Gullible Jones you really don't understand what you are looking at. The performance issues in browsers are coming from many issues. One is gcc itself another is filesystem syncing. http://gcc.gnu.org/gcc-4.5/changes.html This upcoming gcc complier will be able to build browsers way better. There is also graphical acceleration issues linked to intel drivers. Ie wine takes the output 1 path native takes another. Both are different speeds. All those fixmes is that windows manager support functions are missing from wine. Nothing todo with -02 Redrawing will be worse compisting on desktop to make appearance more stable is not enabled by windows manager running in wine. Wine is not built to mount drives this is part secuirty containment. Got some big bad news particular programs hate BBLean. So your experiment is a real waste of time.
Gullible Jones wrote:> So, not content with merely having the idea of a Wine-based Linux distro, I decided to try setting up Wine as a desktop shell on top of Arch Linux, with the help of the alternative Windows shell BBLean. Basically I just installed BBLean in Wine and put > > > Code: > > exec wine "c:\bbLean\blackbox.exe" > > > > in my .xinitrc. > > First impression: It's darn slow. Really darn slow. And crashes a lot. [Laughing] >Well this is definitely a start. However, you do have to have a way to get to the Linux part. Not everyone does or should run Windows exclusive programs.> Nonetheless, it works... and pretty well considering that's not what it's designed for. > > Some things I'm noticing: > > - Lots of "fixme" messages in the console. LOTS. Hundreds of them. Never seen so many. I'm thinking maybe it has to do with Arch Linux compiling everything -O2? Or maybe it's just because nobody ever tried BBLean on Wine before. :? >A lot of the fixme calls are due to the kluges used to get some, if not all, Windows programs working. Returning an 'OK' to a call like 'Are you connected to the Internet' can be the difference between a program working and a program crashing. Some programs actually check to for what kind of connection and Wine will always return "LAN" whether this is true or not.
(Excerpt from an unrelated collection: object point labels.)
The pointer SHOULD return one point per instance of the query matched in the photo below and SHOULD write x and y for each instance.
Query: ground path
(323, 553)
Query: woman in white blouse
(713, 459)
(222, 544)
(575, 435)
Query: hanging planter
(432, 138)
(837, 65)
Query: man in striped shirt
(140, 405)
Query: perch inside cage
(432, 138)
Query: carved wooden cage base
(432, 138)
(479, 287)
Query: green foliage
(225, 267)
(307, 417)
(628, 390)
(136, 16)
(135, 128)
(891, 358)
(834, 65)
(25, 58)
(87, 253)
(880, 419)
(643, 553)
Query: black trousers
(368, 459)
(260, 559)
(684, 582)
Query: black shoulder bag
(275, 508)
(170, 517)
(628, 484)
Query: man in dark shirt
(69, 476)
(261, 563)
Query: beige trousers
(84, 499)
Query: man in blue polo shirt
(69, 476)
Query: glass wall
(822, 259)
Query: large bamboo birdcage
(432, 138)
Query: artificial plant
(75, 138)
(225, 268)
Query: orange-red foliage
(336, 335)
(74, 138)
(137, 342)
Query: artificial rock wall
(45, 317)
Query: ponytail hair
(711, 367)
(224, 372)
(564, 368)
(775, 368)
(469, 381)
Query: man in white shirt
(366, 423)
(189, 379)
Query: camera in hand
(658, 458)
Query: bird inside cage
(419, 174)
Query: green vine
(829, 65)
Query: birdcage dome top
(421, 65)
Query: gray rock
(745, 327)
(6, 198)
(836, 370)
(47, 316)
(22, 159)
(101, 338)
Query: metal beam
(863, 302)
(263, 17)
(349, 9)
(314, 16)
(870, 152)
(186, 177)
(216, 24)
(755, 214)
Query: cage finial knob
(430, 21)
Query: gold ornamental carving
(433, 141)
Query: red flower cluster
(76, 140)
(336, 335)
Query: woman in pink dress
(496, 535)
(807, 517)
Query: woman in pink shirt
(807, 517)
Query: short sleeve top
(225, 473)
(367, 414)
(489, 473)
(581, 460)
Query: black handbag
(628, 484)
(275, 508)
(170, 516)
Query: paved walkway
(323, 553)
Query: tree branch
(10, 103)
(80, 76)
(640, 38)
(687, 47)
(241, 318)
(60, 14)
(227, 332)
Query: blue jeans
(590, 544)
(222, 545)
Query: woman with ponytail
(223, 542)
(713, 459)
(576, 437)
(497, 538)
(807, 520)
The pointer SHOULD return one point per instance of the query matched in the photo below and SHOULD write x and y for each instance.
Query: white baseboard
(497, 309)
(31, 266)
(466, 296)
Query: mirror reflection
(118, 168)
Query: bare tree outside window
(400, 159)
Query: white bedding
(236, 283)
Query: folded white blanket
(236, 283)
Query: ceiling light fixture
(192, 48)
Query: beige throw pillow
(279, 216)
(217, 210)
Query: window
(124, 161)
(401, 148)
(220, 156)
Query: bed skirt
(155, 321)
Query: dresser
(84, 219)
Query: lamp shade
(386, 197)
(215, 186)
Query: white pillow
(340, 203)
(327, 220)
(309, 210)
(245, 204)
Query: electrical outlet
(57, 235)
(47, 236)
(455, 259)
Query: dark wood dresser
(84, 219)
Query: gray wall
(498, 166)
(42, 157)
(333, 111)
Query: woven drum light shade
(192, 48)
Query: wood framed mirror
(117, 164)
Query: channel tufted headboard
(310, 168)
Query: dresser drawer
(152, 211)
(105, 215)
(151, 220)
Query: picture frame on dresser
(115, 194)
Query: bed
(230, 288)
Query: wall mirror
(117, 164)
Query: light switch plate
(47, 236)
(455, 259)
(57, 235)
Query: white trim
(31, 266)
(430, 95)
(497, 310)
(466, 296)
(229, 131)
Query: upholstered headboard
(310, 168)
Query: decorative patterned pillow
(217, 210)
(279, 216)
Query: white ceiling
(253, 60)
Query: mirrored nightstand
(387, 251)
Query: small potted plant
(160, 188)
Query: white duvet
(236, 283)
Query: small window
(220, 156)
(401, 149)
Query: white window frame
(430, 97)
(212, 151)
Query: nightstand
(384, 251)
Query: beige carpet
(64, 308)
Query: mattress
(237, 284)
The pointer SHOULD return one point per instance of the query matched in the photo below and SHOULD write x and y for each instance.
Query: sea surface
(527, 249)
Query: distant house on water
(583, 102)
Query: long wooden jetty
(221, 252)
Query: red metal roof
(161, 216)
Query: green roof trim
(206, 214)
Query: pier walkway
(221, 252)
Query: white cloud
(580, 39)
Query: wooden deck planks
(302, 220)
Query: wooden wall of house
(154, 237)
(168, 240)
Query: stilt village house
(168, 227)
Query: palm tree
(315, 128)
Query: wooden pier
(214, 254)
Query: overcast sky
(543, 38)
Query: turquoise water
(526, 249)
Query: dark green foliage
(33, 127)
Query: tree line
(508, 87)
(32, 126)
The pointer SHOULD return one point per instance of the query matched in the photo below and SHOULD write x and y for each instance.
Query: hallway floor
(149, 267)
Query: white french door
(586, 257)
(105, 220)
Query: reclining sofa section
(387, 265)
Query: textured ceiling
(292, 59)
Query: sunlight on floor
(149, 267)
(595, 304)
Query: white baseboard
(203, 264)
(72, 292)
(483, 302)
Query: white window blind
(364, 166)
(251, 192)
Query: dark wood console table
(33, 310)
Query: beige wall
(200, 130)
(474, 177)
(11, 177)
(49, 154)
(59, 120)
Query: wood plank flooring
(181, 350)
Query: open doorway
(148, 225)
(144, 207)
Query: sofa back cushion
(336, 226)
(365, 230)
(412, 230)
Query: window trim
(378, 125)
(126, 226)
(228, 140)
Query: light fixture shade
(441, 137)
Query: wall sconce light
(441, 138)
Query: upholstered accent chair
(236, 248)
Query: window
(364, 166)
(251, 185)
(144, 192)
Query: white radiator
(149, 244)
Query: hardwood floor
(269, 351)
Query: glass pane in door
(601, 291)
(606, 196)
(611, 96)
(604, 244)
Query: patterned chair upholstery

Thus, a good effort might be to actually 'flesh' this out and make the call to Linux for connection type work. Like others here, please keep on working on this. An alterative to the existing Gnome/KDE desktops that runs Windows programs is always welcome. Running the Window API in the Kernel is almost as dangerous as running Windows itself, and can be just as wasteful of resources. James McKenzie
Huh... So much for that idea I guess. If Wine has that many problems with 2D acceleration this whole thing is probably not worth it at all. And being a beastly kludge and all... I guess I should not waste any more time on it.